International Journal of Computer Applications |
Foundation of Computer Science (FCS), NY, USA |
Volume 26 - Number 7 |
Year of Publication: 2011 |
Authors: S.Thenmalar, T. V. Geetha |
10.5120/3115-4282 |
S.Thenmalar, T. V. Geetha . Concept based Focused Crawling using Ontology. International Journal of Computer Applications. 26, 7 ( July 2011), 29-32. DOI=10.5120/3115-4282
The constraint of a web crawler that downloads only relevant pages is still a major challenge in the field of information retrieval systems. Rather than visiting all the web pages, a focused crawler visits only the section of the web that contains relevant pages, and at the same time, tries to skip irrelevant sections.

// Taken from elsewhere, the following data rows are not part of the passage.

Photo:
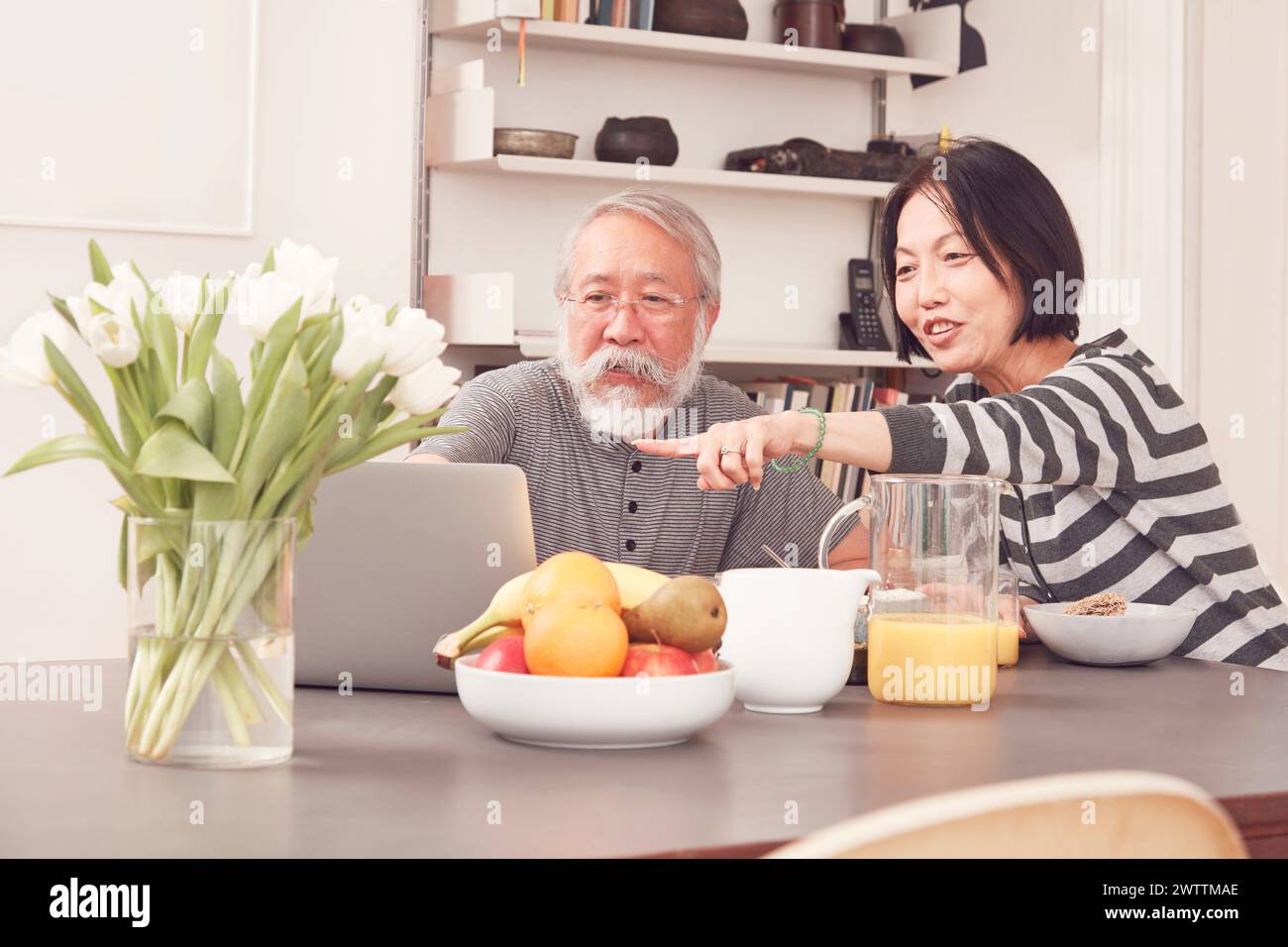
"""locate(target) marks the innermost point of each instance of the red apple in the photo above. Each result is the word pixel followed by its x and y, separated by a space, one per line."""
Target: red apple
pixel 706 661
pixel 503 655
pixel 657 661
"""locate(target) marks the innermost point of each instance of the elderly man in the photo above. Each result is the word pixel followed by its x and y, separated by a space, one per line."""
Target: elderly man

Existing ontology based web crawlers estimate the semantic content of the URL based on a domain dependent ontology, which in turn supports the methods used for prioritizing the URL queue. The crawler maintains a queue of URLs it has seen during the crawl at each level, and then selects from this queue, the next URL to visit based on the conceptual rank of the page at that level obtained from domain ontology. However in this work we represent the topic as an overall conceptual vector, obtained by combining concept vectors of individual pages associated with seed URLs. The conceptual rank is based on comparison between conceptual vectors at each depth, across depths and between the overall topics indicating seed concept vector.